İrlanda’da Pazar günü düzenlenen genel seçimlerde bir zamanlar IRA’nın (İrlanda Cumhuriyet Ordusu) siyasi kanadı olarak adlandırılan milliyetçi ve solcu Sinn Fein birinci parti oldu.
Oyların yüzde 96’sının sayıldığı seçimlerde Sinn Fein oyların yüzde 24,5’ini alırken, muhalefet partisi Fianna Fail oyların yüzde 22,2’sini, başbakan Leo Varadkar’ın iktidar partisi olan Fine Gael yüzde 20,9’unu, Yeşiller ise yüzde 7,4’ünü aldı.
Sinn Fein’in bu seçimlerin kazananı olması, şimdiye kadar merkez sağ partilerin üstünlük kurduğu İrlanda’da sol bir partinin zafer kazanması dolayısıyla ülke tarihi açısından önemli.
Ancak Sinn Fein’in en fazla sayıda oyu almış olması hükümeti kurması için yeterli değil.
İrlanda’da nispi temsil sistemi olduğu için 159 koltuklu parlamentoda en yüksek koltuk sayısına ulaşamayabilir.
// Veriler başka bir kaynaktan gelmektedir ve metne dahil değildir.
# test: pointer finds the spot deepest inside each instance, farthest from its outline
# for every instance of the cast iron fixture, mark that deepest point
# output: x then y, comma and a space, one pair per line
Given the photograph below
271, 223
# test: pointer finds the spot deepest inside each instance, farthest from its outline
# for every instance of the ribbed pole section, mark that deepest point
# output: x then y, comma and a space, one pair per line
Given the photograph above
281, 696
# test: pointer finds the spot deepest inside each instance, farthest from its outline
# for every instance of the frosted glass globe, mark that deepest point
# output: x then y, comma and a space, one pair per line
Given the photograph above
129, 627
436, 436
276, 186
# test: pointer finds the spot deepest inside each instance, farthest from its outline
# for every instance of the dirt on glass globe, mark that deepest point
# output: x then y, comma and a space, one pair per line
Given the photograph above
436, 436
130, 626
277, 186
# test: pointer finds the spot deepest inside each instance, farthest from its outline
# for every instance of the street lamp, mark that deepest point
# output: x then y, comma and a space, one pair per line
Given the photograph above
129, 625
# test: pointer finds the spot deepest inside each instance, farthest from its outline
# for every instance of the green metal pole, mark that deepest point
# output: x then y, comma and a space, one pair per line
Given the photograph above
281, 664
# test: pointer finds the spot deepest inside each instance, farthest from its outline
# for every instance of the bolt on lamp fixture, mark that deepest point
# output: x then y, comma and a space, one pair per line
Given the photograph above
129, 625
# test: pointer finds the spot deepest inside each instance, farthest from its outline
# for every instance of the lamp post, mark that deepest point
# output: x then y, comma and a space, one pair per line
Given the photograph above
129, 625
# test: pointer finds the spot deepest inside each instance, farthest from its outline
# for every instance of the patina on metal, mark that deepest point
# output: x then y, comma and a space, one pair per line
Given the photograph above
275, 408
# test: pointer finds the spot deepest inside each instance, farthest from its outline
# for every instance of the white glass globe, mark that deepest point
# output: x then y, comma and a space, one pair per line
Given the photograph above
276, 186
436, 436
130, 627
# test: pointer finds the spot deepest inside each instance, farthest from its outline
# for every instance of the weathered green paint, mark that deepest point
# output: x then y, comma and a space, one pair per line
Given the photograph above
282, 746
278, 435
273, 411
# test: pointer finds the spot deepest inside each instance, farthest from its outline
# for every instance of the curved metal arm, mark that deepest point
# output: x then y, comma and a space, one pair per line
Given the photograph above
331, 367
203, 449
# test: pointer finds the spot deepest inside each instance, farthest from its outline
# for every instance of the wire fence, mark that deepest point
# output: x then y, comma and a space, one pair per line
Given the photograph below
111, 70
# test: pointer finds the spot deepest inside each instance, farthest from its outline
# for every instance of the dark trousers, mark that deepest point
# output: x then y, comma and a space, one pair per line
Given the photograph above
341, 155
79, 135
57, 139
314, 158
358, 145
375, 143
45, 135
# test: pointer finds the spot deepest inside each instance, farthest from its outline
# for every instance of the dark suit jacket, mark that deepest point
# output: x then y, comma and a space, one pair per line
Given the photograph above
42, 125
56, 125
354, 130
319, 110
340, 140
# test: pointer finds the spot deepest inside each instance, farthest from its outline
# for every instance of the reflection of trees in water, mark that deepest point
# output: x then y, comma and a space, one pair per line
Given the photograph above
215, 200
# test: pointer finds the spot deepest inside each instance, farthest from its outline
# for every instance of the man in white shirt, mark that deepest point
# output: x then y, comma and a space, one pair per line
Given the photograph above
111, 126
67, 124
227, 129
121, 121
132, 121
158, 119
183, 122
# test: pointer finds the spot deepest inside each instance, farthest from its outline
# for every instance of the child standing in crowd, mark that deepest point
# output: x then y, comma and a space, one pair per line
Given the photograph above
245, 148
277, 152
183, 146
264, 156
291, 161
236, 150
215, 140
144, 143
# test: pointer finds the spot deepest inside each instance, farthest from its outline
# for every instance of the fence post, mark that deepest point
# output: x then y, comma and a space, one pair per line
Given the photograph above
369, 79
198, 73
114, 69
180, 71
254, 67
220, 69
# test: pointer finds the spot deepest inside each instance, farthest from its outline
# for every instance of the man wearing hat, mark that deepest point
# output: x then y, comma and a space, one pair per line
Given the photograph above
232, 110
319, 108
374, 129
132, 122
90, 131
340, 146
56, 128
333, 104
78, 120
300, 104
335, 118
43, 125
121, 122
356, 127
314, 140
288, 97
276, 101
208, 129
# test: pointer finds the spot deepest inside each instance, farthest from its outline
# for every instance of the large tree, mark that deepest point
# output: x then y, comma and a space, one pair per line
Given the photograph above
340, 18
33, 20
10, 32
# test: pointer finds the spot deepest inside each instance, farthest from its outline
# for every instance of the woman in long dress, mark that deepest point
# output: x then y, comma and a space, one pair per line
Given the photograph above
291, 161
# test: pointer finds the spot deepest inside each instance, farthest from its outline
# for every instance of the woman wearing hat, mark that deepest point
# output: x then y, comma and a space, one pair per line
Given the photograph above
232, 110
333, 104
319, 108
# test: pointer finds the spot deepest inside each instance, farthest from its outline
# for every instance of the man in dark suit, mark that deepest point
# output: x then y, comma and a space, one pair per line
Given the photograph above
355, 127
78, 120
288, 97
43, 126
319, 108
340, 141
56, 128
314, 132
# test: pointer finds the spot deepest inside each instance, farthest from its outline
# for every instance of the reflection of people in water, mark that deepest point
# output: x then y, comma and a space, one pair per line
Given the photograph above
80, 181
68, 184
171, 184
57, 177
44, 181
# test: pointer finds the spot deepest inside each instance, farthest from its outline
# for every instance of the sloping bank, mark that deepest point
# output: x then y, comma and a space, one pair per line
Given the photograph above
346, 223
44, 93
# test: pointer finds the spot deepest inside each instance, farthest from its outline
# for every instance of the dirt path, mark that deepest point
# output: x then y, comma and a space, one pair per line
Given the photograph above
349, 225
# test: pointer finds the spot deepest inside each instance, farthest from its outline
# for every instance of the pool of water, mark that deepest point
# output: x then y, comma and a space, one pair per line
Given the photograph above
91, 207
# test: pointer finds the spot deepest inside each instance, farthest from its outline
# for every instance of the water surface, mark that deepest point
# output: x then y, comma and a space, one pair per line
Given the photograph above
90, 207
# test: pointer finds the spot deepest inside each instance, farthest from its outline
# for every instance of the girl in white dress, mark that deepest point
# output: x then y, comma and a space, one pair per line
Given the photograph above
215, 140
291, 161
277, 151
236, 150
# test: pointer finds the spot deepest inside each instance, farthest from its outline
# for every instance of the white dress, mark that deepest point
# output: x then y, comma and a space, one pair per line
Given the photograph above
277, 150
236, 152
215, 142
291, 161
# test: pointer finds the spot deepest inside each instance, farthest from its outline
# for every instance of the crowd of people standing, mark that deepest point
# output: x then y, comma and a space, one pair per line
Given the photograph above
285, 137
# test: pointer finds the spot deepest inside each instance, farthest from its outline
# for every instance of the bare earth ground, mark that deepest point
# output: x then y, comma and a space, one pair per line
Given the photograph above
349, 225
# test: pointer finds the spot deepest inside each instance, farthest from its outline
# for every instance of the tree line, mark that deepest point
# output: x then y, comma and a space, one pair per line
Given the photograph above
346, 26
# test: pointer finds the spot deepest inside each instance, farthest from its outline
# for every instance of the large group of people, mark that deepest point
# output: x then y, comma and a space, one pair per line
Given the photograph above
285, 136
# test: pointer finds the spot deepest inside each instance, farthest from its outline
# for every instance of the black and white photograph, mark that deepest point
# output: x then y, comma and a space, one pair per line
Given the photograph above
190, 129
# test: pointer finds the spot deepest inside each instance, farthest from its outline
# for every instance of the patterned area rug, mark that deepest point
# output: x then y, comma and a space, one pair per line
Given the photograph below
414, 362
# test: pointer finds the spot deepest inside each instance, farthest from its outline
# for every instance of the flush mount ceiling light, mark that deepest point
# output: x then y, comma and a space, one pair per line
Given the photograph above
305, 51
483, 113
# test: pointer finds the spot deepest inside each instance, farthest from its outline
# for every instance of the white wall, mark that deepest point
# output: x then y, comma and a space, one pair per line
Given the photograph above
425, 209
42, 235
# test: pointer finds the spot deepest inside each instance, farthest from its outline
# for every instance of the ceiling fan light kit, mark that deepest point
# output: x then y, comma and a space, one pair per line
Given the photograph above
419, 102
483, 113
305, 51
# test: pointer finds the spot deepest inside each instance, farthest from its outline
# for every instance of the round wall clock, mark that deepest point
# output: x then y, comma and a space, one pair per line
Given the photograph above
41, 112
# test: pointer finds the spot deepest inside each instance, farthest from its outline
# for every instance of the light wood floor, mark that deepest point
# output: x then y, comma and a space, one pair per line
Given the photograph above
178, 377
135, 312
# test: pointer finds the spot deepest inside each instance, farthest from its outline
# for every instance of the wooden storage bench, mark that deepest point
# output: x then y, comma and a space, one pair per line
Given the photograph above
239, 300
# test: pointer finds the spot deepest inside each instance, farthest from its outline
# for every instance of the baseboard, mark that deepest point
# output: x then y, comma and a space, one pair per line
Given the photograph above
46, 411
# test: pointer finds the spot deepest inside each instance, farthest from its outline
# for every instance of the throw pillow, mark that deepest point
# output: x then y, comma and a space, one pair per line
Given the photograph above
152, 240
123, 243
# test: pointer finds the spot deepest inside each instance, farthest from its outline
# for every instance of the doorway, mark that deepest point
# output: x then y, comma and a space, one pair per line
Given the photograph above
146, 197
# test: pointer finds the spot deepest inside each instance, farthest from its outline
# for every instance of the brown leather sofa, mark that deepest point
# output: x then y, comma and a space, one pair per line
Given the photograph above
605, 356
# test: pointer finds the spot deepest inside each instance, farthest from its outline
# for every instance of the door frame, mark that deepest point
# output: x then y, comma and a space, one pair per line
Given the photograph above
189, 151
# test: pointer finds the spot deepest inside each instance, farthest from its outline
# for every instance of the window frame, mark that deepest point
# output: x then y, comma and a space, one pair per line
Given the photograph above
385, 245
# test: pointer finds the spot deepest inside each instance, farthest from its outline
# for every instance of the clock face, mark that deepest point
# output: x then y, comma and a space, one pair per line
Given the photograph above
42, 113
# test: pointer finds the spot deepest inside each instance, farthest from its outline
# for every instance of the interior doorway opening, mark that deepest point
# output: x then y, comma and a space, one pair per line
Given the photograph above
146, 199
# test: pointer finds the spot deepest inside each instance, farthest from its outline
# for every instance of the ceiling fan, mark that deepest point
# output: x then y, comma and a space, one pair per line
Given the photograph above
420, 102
39 seçim bölgesinin olduğu ülkede 42 adayla seçimlere giren Sinn Fein’in hükümet kurup kuramayacağı partilerin parlamentoya kaç milletvekilini soktuğu görüldükten sonra netleşecek.
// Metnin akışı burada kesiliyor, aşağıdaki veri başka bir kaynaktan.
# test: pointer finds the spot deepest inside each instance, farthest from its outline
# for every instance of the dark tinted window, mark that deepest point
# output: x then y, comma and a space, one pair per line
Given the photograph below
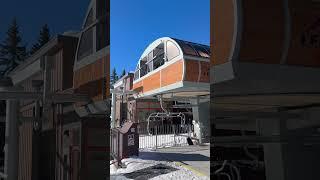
89, 19
86, 44
172, 50
202, 51
103, 34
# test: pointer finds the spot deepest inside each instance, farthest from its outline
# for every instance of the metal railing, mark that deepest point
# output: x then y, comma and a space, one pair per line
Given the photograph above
166, 135
115, 145
3, 176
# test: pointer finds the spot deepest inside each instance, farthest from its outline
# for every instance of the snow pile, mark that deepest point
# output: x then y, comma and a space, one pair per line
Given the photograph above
132, 165
160, 141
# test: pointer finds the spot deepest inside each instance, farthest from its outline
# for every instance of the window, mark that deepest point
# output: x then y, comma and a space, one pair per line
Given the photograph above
158, 56
143, 68
102, 8
136, 73
202, 51
86, 44
188, 49
172, 50
103, 34
89, 19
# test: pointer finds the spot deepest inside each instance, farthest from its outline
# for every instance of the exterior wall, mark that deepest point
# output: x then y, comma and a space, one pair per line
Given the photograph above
285, 36
222, 30
197, 71
92, 80
182, 70
25, 149
166, 76
95, 146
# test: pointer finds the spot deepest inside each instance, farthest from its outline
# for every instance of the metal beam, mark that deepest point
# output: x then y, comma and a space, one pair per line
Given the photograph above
245, 140
16, 95
56, 98
254, 114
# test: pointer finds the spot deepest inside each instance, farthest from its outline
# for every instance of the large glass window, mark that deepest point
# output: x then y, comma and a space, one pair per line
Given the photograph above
136, 73
158, 56
86, 44
172, 50
143, 68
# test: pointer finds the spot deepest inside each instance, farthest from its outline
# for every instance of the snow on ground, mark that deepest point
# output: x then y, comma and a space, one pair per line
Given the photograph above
146, 141
142, 162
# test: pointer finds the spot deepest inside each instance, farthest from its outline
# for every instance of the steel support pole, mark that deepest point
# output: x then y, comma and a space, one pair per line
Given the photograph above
11, 140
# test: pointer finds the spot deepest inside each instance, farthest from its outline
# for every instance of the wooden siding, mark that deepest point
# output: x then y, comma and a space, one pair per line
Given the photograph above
195, 71
265, 37
166, 76
93, 79
222, 16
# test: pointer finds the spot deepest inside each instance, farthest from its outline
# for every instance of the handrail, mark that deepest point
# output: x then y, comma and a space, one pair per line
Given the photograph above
3, 176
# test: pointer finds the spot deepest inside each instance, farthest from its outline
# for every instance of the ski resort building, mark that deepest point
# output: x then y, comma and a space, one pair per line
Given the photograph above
264, 86
58, 104
170, 85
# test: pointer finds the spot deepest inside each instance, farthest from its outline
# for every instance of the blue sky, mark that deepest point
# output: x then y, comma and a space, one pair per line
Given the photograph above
137, 23
60, 15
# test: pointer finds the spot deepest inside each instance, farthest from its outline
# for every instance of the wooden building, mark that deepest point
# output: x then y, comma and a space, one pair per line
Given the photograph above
37, 129
264, 83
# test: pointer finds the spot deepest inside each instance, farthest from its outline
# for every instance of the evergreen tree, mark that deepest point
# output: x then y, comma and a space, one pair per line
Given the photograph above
123, 73
44, 37
113, 77
12, 52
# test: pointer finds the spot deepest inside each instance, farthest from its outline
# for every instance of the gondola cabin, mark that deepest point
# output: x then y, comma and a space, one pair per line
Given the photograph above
246, 38
173, 68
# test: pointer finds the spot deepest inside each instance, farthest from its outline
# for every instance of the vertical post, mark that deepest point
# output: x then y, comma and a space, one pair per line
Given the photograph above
200, 111
275, 160
118, 149
156, 137
11, 146
113, 111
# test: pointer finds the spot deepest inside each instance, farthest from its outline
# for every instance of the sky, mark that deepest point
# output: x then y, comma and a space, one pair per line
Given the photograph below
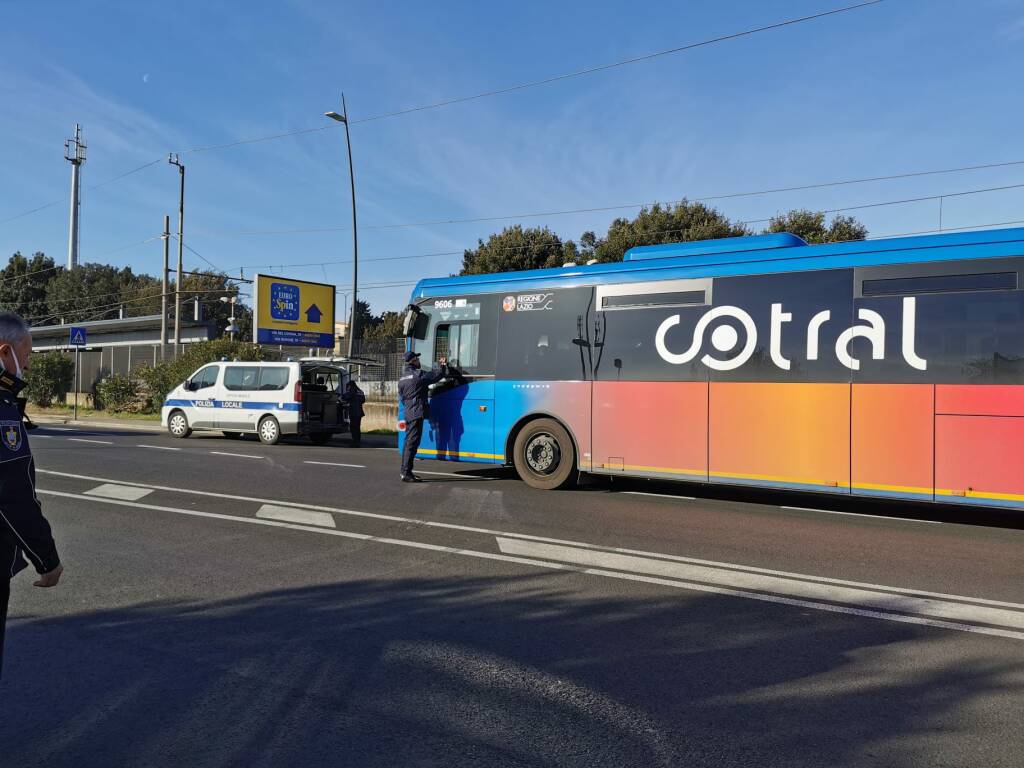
896, 87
Sinn Fein’in lideri Mary Lou McDonald, Pazar günü toplanan destekçilerine ‘bir devrim gerçekleştirdiklerini’ söyleyerek diğer partilerle bir koalisyon kurmaya çalışacağını, ülkenin artık ikili parti sisteminde olmadığını söyledi.
Partinin en büyük söylemi evsizlik, yükselen kiralar ve hastanelerdeki bekleme listelerini eleştirmeye yönelikti.
Partinin programındaki en büyük gündem maddesi ise Birleşik Krallık’ın parçası olan Kuzey İrlanda’nın İrlanda ile birleşmesi; bunun için de iktidara gelmeleri takdirinde İngiltere’nin beş yıl içinde bir referandum düzenlemesi için baskı kuracaklarını öne sürüyorlar.
Yeniden seçime gidilebilir
Partinin lideri McDonald, Yeşiller ve diğer küçük sol partilerle koalisyon görüşmeleri gerçekleştirerek Fine Gael ve Fianna Fáil olmadan bir hükümet kurmaya çalışacaklarını söyledi.
Ancak Fine Gael ya da Fianna Fáil partileriyle bir hükümet kurma ihtimalini de tamamen görmezden gelmedi.
Başbakan Varadkar, partisi Fine Gael’in Sinn Fein ile iktidara girmeyeceğini yinelerken Fianna Fail lideri Micheal Martin’in bu konuda eskisi kadar katı bir tutum içinde olmadığı görüldü.
Koalisyon görüşmelerinden bir sonuç alınamaması takdirinde ülke tekrar seçime gidebilir.
Şimdiye kadar ülkeyi Fine Gael ve Fianna Fail partilerinin yönettiği görülmüştü.
Sinn Fein, çatışmaların yaşandığı özellikle 1970’ler boyunca IRA’nın siyasi kolu olarak adlandırılıyordu, 1998 Hayırlı Cuma Anlaşması’na kadar ise uçlarda bir parti olarak görülmekteydi.
Ancak özellikle son seçimlerde gelir adaletsizliğine vurgu yapması dolasıyla gençlerin desteğini kazanmayı başardı.